クラウド・コンピューティングの導入における障害を特定 ~大企業のクラウド移行にともない露呈する新たな課題~

@Press / 2012年4月6日 11時30分

IEEE(アイ・トリプル・イー)は、世界中でクラウド・コンピューティング導入の実現性に向けて取り組んでおり、クラウド・コンピューティングのテクノロジーの採用を鈍化させかねない障害に対し、あらゆる企業が導入できるよう支援しています。

期待されるクラウド・ベースのシステムの利点は広く検討されており、無視しがたいものです。例えば、ITインフラの運用とメンテナンスの大幅なコストの削減、優れた拡張性とアクセス性、サーバへの過剰な負荷やストレージ容量不足の懸念軽減、また迅速な導入が可能です。また一方で、クラウドのセキュリティとプライバシーおよびパフォーマンスの不安、投資利益を考えたときに生じる、どの企業にとってもクラウドの導入は必要なのかといった懸念が残存するのも事実であり、課題や不安が残ります。

今年大企業がクラウドを積極的に採用し先駆的役割を果たせば、2012年はクラウドの転機になると考える人もいます。IEEEのCIOおよびシニア・メンバーであるアレクサンダー・パシック(Alexander Pasik)は、大手企業が競合他社や同時代の企業の成功を目の当たりにするようになれば、クラウドへ移行する企業が増えると考えています。

アレクサンダー・パシック(Alexander Pasik)は、次のように述べています。「クラウド採用は脅威と受け取られる場合があり、変化を語れば時として抵抗にあいます。クラウド・コンピューティングがビジネスにもたらし得る重大な影響を、知識のあるITチームを通じて伝えなければならない理由はそこにあるのです。」
アレクサンダー・パシック(Alexander Pasik)は、続けます。「かなりの企業規模でありながら、御社がクラウド内で業務を行っていないとすれば、それは間違いです。問題はクラウドに移行すべきかどうかではなく『いつ』移行するかであることに、企業はもうすぐ気付くことでしょう。」
実際、アレクサンダー・パシック(Alexander Pasik)の予想によると、8~10年後には世界の最大手企業の大半がクラウド内で運営されるようになるといいます。

しかし、グローバル化したビジネス環境にあっては、厳格化するコンプライアンスや規制の順守、様々なリスクの軽減など、CIOの不安が増大し、責任がより重くなっていくことを示しています。

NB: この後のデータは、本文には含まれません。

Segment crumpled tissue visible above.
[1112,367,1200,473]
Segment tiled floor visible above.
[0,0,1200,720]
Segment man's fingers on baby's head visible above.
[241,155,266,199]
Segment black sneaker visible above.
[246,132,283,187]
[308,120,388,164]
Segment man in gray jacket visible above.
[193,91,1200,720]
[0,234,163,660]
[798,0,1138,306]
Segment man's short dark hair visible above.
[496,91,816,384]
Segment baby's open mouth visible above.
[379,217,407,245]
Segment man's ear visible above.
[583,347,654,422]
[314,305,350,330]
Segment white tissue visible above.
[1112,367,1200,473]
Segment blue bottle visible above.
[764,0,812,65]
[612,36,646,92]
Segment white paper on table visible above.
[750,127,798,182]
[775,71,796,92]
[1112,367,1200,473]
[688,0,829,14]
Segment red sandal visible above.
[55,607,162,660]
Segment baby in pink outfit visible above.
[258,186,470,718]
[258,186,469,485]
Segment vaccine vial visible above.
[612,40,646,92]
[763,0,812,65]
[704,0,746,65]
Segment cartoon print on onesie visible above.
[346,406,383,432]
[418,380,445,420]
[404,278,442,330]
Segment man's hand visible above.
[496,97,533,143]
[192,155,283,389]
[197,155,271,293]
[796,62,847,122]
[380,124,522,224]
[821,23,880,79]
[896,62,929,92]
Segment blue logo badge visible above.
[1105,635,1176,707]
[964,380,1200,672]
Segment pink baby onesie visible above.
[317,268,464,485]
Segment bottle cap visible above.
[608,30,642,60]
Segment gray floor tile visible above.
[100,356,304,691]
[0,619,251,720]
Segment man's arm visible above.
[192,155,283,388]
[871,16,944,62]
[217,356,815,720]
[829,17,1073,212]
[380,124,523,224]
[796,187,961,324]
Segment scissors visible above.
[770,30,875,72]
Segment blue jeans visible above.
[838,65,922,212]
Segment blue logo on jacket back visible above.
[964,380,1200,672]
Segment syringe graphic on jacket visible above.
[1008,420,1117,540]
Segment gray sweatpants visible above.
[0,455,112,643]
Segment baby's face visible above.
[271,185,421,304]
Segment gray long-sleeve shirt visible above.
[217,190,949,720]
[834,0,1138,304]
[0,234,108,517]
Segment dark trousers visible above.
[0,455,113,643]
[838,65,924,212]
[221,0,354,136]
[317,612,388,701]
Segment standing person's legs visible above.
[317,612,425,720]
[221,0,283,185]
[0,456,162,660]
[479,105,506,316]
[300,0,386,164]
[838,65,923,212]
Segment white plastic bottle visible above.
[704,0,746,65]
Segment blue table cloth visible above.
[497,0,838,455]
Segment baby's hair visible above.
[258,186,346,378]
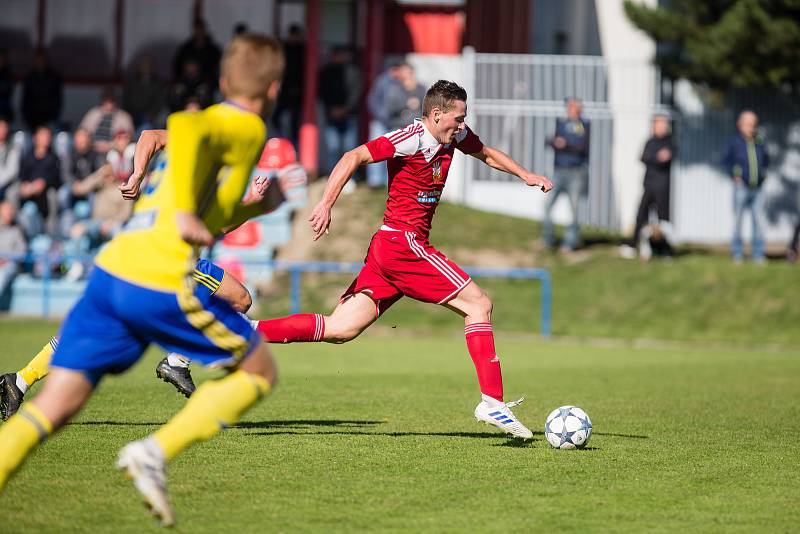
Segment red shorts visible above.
[342,230,471,314]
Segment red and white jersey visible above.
[366,119,483,238]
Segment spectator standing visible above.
[0,201,28,300]
[22,50,62,131]
[122,56,165,131]
[367,61,401,189]
[19,126,61,239]
[319,46,361,172]
[172,19,222,92]
[0,48,14,122]
[542,98,589,250]
[273,24,306,147]
[722,110,769,263]
[169,60,214,112]
[59,128,110,236]
[620,115,675,260]
[80,87,134,154]
[64,151,134,280]
[380,63,427,135]
[786,220,800,263]
[0,117,20,201]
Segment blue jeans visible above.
[731,184,764,261]
[325,117,358,172]
[542,165,588,250]
[367,120,389,188]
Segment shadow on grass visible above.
[68,419,650,450]
[67,419,386,433]
[592,432,650,439]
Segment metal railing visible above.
[0,254,553,337]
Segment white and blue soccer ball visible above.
[544,406,592,449]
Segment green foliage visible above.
[624,0,800,89]
[0,321,800,534]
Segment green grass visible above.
[0,317,800,533]
[259,189,800,346]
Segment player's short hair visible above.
[222,33,285,98]
[422,80,467,117]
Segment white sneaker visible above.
[117,438,175,527]
[475,397,533,439]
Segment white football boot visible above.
[475,395,533,439]
[117,438,175,527]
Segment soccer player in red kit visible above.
[258,80,553,439]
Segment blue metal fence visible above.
[0,254,553,337]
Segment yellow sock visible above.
[0,403,53,490]
[153,371,270,460]
[17,338,58,386]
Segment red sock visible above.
[256,313,325,343]
[464,323,503,402]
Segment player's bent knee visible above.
[239,343,278,388]
[325,328,361,345]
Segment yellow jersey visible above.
[95,103,266,292]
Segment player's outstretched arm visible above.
[119,130,167,200]
[308,145,372,241]
[470,145,553,193]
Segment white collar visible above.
[414,119,441,161]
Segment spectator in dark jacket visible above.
[621,115,675,260]
[319,46,361,172]
[19,126,61,238]
[0,117,21,201]
[542,98,589,250]
[172,19,222,90]
[386,63,426,131]
[0,48,14,122]
[122,56,166,131]
[722,110,769,263]
[273,24,306,147]
[22,51,62,130]
[366,61,402,189]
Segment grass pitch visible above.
[0,318,800,533]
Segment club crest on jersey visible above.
[417,190,442,204]
[433,160,442,184]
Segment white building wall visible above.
[597,0,657,236]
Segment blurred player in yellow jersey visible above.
[0,34,284,525]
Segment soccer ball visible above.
[544,406,592,449]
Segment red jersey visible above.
[366,119,483,239]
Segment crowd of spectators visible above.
[0,20,800,306]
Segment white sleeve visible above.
[384,124,420,157]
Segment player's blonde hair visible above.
[422,80,467,117]
[222,33,285,98]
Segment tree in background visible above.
[624,0,800,92]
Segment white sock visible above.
[167,352,189,369]
[481,393,505,406]
[16,373,30,395]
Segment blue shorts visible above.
[192,258,225,298]
[51,264,260,384]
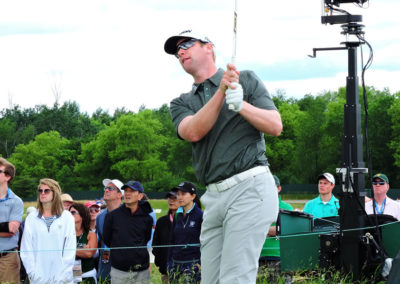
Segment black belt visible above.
[0,248,17,257]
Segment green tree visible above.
[10,131,76,196]
[75,110,176,190]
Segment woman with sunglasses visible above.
[85,201,100,233]
[167,181,203,283]
[69,203,97,283]
[20,178,76,284]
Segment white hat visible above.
[164,30,214,54]
[103,178,124,195]
[318,173,335,184]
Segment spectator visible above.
[61,193,74,211]
[304,173,339,218]
[365,173,400,220]
[18,206,36,283]
[69,203,97,283]
[103,181,153,284]
[152,191,179,284]
[96,179,124,284]
[164,30,282,283]
[0,158,24,283]
[85,201,100,233]
[168,182,203,283]
[141,193,157,248]
[21,179,76,284]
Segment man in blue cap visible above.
[103,181,153,283]
[304,173,339,218]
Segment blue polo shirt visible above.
[304,194,339,218]
[0,189,24,251]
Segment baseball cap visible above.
[164,30,214,54]
[165,191,178,198]
[61,193,74,202]
[372,173,389,184]
[103,178,124,195]
[273,175,281,186]
[172,181,197,194]
[318,173,335,184]
[85,201,100,208]
[122,180,144,193]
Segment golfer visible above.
[164,30,282,284]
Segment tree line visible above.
[0,87,400,197]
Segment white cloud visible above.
[0,0,400,115]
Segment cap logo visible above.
[179,30,192,35]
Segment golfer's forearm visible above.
[178,90,225,142]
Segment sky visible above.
[0,0,400,114]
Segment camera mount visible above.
[310,0,374,280]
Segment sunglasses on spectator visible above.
[175,38,197,58]
[38,188,51,194]
[89,207,100,213]
[104,186,116,191]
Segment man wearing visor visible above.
[164,30,282,284]
[365,173,400,220]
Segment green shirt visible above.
[304,194,339,218]
[170,69,276,185]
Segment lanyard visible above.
[374,198,386,214]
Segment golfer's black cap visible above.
[165,191,177,198]
[172,181,197,194]
[164,30,214,55]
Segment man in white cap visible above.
[365,173,400,220]
[304,173,339,218]
[96,179,124,283]
[164,30,282,284]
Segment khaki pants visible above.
[0,252,21,284]
[200,170,279,284]
[110,266,150,284]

IEEEのシニア・メンバーであり、ヒューレット・パッカード研究所クラウドおよびセキュリティ研究室の上級研究員であるシアニ・ピアソン(Siani Pearson)によると、標準化が進めば、コンプライアンスはさらに複雑化するといいます。
「クラウド・コンピューティング・サービスを提供するには、ローカルおよびグローバルの法規制を順守する必要があります。ほかのエリアからデータにアクセスする場合、アクセスへの許可が必要になり、アクセス権を取得しなければなりません。コンプライアンス要件を満たすことは、現実的には非常に難しいと言えます。世界的な法規制は複雑であり、例えば、輸出制限、セクター特有の規制、州や国レベルの法律など様々なものが存在します。法律上のアドバイスが必要であり、国境を越えたデータ・フローの規制も考慮する必要があります。これらの複雑な問題に解決策を見出すには、今後、いくつかの領域にまたがるコラボレーションが鍵になると考えます。社内の顧問弁護士や顧客対応担当役員、また外部の学識経験者や業界提携先と協力することにより、企業はコンプライアンス問題に対する広範な学際的解決策を見つけられるはずです。」